Blood Simple nous plonge donc dans la chaleur moite du Texas. Marty, le gérant d’un bar, suspecte son épouse Abby de le tromper avec un de ses barmen, Ray. Marty engage alors un détective privé, Visser, afin d’éliminer le couple Abby/Ray. À partir de ce canevas convenu du film noir, Joel et Ethan Coen complexifient alors le récit et rien ne se passe comme prévu : Visser ne tue pas le couple mais élimine Marty après avoir récupéré son argent. S’ensuit alors une course-poursuite entre Visser et le couple qui finira en bain de sang.
Un manifeste du cinéma et de la méthode Coen
« Le monde est plein de gens qui se plaignent. Mais le fait est que rien n’est jamais vraiment garanti… » commente le détective privé Loren Visser en ouverture de Blood Simple. Dès leur naissance sur grand écran, les Coen font appel à un narrateur, ce qui restera un code récurrent de leur cinéma afin d’introduire et clôturer le récit : la voix désabusée de Tommy Lee Jones alias Sherif Bell dans No Country for old men ou de Billy Bob Thornton/Ed Crane dans The Barber ou bien, plus décalé, l’étranger moustachu de The Big Lebowski.
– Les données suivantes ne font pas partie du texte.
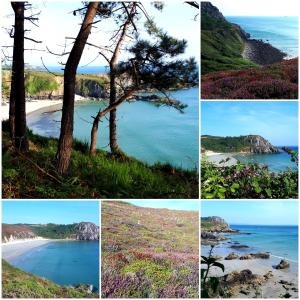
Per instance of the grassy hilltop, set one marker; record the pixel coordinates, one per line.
(19, 284)
(148, 252)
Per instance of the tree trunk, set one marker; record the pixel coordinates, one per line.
(93, 146)
(17, 111)
(114, 148)
(66, 131)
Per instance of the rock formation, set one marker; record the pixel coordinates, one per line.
(87, 231)
(260, 145)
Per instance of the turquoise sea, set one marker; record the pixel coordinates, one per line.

Au delà de cette similitude, il est d’ailleurs impressionnant de voir comment avec ce premier film, les frangins imposent déjà leur style si particulier : une ironie grinçante, une mélancolie aigre-douce dont soudain jaillit une extrême violence, un attrait particulier pour les losers et l’Amérique profonde, et, bien sûr, un art puisant sans cesse dans la mythologie du cinéma américain (le cinéma de Capra dans Le Grand Saut, le film de gangster dans Miller’s Crossing, le film noir dans Fargo, le western dans No Country For Old Men et True Grit, la comédie burlesque dans Arizona Junior, The Big Lebowski, Burn After Reading et des éléments empruntées au cinéma d’horreur (Barton Fink, No Country Ford Old Men). En préfigurant à peu près toute cette riche filmographie à venir, Blood Simple est bien plus qu’un premier film parfaitement maitrisé, c’est un manifeste du cinéma coennien. Notons également certain cadrage d’une invention folle, presque wellsien et nourri par un très beau travail sur la lumière du chef op Barry Sonnenfeld (futur réalisateur de Men In Black) qui fait danser les couches successives de couleur au milieu d’un noir de cendre. La palette chromatique de l’image chez les Coen se fait déjà sentir.
Dans son mode de production, le film est aussi caractéristique de la patte des frangins. Réalisé avec un budget ultra modeste, Joel et Ethan jouissent d’une indépendance quasi totale sur le final cut du film. Une liberté que le duo continuera de bénéficier tout au long de sa carrière en étant à la fois producteurs, scénaristes et monteurs de ses projets. Après un passage remarqué au Festival du Film Fantastique de Paris en 1984 et au Festival du Film Policier de Cognac l’année suivante, Blood Simple trouve finalement un distributeur. Une petite boite débutante (Circle Releasing), qui empochera 3 millions de dollars de recettes. Une somme qui sera aussitôt réinjecté dans le projet suivant des frères, Arizona Junior. « Tout le monde était plutôt satisfait« , dira Joel. Avec une facilité déconcertante, la machine Coen est alors lancée.
Plutôt méconnu dans la filmo de Joel et Ethan – certain préféreront les oeuvres cultes (The Big Lebowski, Fargo), les autres les plus personnelles (Inside Llewyn Davis, A Serious Man) – Blood Simple est un film de jeunesse dont la maîtrise bluffante et le style révèlent déjà l’immense carrière à venir des Coen. Car, au-delà de leurs différences, Blood Simple et le reste de leur filmographie, se « ressemblent saaannng pour saaannng ». C’est Johnny qui le dit.